Stir together the water, vinegar and canning salt until the salt is dissolved.
Place 1 head of dill and 1 clove of diced garlic on the bottom of a 1/2 gallon jar. Top with sliced cucumbers to fill the jar half way. Layer with another head of dill and clove of garlic. Top with remaining sliced cucumbers leaving 1 inch of headspace at the top of the jar. Top with remaining dill and garlic
Pour the water, vinegar and salt brine solution over the cucumbers until covered, but leaving 1 inch of headspace at the top of the jar. If you have extra brine, it can be stored in the refrigerator to be used at a later time.

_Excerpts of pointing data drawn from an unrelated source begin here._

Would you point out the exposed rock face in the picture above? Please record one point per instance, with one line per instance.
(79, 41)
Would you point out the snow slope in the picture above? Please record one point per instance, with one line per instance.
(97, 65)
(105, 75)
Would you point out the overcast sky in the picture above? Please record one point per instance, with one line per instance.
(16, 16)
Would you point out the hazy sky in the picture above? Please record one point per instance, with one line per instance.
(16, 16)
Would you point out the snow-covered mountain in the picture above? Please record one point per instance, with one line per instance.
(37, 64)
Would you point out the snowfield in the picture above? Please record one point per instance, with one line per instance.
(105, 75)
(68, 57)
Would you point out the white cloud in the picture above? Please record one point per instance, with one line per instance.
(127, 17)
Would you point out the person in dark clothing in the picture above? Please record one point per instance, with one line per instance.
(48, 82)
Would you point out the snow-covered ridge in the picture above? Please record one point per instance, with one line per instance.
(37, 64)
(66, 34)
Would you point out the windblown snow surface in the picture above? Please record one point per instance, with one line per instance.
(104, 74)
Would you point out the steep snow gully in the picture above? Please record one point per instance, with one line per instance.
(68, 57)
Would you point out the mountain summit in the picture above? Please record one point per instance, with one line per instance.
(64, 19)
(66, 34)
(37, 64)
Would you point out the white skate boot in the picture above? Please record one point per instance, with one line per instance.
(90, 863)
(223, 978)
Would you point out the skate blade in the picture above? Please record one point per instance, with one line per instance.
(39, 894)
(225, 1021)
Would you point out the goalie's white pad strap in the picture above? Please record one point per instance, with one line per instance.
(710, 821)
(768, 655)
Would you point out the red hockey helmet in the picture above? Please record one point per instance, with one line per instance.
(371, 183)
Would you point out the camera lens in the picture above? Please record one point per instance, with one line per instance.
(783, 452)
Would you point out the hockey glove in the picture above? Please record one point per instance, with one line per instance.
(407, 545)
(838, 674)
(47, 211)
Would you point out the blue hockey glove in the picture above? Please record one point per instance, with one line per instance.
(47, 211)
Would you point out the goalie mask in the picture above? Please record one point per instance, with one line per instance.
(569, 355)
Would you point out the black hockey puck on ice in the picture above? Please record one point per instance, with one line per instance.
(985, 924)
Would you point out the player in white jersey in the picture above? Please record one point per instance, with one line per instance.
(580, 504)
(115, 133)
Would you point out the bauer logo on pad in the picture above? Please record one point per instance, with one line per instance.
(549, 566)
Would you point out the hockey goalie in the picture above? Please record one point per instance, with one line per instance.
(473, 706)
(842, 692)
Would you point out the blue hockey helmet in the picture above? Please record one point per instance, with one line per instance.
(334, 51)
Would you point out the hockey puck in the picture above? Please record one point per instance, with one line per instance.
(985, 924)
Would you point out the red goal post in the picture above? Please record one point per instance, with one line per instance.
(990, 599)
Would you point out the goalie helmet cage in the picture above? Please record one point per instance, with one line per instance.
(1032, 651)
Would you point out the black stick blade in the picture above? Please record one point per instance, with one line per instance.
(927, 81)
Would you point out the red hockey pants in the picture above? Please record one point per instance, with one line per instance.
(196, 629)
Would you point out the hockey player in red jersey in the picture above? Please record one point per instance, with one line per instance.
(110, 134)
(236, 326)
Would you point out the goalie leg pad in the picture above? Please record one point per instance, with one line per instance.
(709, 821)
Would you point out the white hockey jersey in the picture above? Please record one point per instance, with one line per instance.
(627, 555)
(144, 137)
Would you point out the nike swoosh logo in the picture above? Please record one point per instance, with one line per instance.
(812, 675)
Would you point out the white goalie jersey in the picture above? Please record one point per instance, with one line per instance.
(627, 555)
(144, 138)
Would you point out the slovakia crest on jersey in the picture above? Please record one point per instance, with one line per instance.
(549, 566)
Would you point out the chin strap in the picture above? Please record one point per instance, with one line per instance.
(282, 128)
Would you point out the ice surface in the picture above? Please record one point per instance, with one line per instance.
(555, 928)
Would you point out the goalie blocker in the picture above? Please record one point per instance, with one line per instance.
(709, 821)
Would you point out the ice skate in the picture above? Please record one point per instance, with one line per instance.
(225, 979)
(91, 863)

Top with a glass weight and place the lid on the jar. Picture of the glass canning weight. This kind has a small handle that makes it easier to take out of the jar later.
Put in the refrigerator for 3-5 days. The slices should be ready in 3 days, but if you using larger spears it may take longer. After the pickles have reached your desired flavor and pickliness (yes, I made this word up), take out the glass weight and continue to store in the refrigerator.
The pickles can be stored in the refrigerator up to 30 days and will still taste great.